Last April, as we celebrated our tenth anniversary, Jose Garcia-Fuerte, a STRIVE Prep – SMART graduate gave the student remarks at our community breakfast. His was an extraordinary speech, for his personal narrative of his seven years at three STRIVE Prep schools; it was an extraordinary speech for his strength of character; and, it was an extraordinary speech for his account of being an undocumented student in the United States, achieving DACA (Deferred Action for Childhood Arrivals) status.
Next week, he will leave for Drake University in Des Moines, Iowa, as a first-generation college student.
Jose’s story is an inspiring frame by which to view change over the past ten years. Ten years ago, there was very little choice for families in Southwest Denver, and when I walked our community to share information about our first school, only a small handful of families had heard of a charter school. There was no common enrollment process, no ASSET bill for in-state tuition for undocumented students, no DACA status, and no high school in our community where 92% of students earned acceptance to a four-year college, as STRIVE Prep – SMART’s seniors did in May.
The progress of the past ten years gives me great hope for the next ten. And, this summer reminds me of just how far we have to go.

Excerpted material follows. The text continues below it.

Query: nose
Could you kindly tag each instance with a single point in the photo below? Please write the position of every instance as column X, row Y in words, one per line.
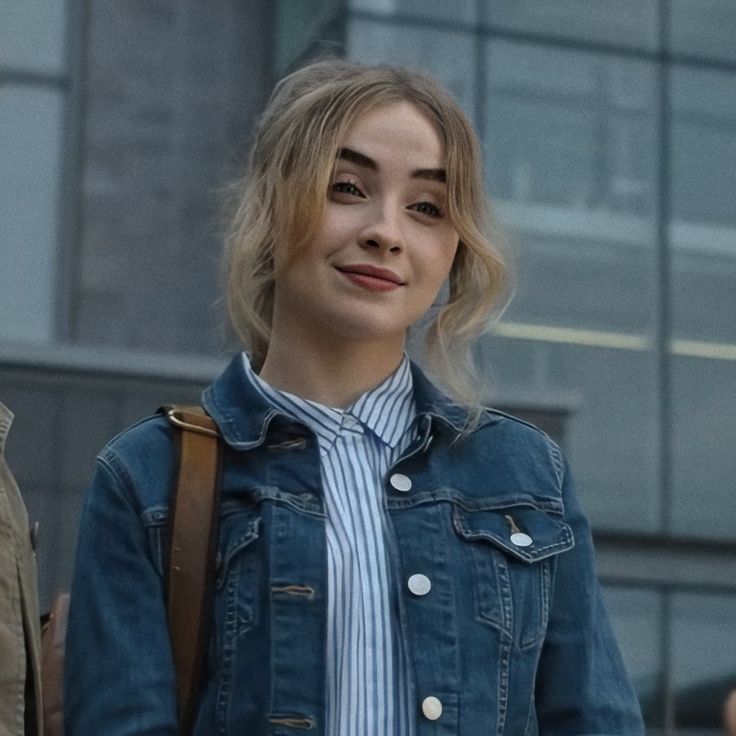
column 383, row 230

When Jose attended freshman orientation at Drake last month, he didn’t meet a single Latino student joining him in his entering class. While Jose’s speech at our breakfast was well received by many of you, Larissa Martinez, valedictorian of McKinney Boyd High School in McKinney, Texas, gave a very similar speech and was attacked all summer on social media by individuals who don’t believe she should be extended the same dignity as other students.
Additionally, the Supreme Court recently split, 4-4, on the constitutionality of the President’s authority to create DACA status by executive order, leaving the livelihood of millions of young people in question. And, across our country, our communities have been devastated by violence, much of which is the result of the systemic racism in our institutions.
I want to live in a world where Jose goes to college with dozens and dozens of people who share his culture. I want to live in a world where all of our students and families are safe in our communities, and where we are all working together to make them stronger. It’s clear to me, as a white leader of an organization serving 97% students of color, that I have not personally spoken up loudly enough or acted boldly enough as an ally with those fighting for racial justice – within education and beyond. That’s about to change.
This requires interrogating our practice with a critical eye toward these priorities. Here’s an example. We’ve previously used a simple technique for drawing the attention of a room (of students or adults) by asking everyone to raise their hand. Through this lens, we’ve considered the impact of asking a room of students, mostly of color, “to put their hands up”, when for some, the directive triggers feelings of fear and insecurity, particularly as our country seeks solutions to improve relations between our communities of color and law enforcement. Thanks to some great input from specific staff members, we’ve eliminated this practice, network-wide, seeking other ways to draw 100% of the attention in a room where 100% of the students also feel valued, safe and respected. This is a simple example that speaks to the need to reflect, evaluate, and adapt our practice.
But we aren’t stopping there.
Our theme for Year 11 at STRIVE Prep is Dignity for All. Dignity is a simple concept – being deserving of honor and respect. For us, Dignity for All means deepening our focus on supporting the educational needs of every student, scaling a new model for true partnerships with families, and taking a deep dive to improve equity and inclusion within our own organizational culture – our priorities for 2016-2017.
Please join us.
If we are to look back on the next ten years with the same pride with which we have experienced the past ten; if we are to celebrate in ten years’ time when our current third graders are the graduating seniors at signing day; and if we are to see transformative eradication of racism across our communities, it will be because we all stand up for Dignity for All.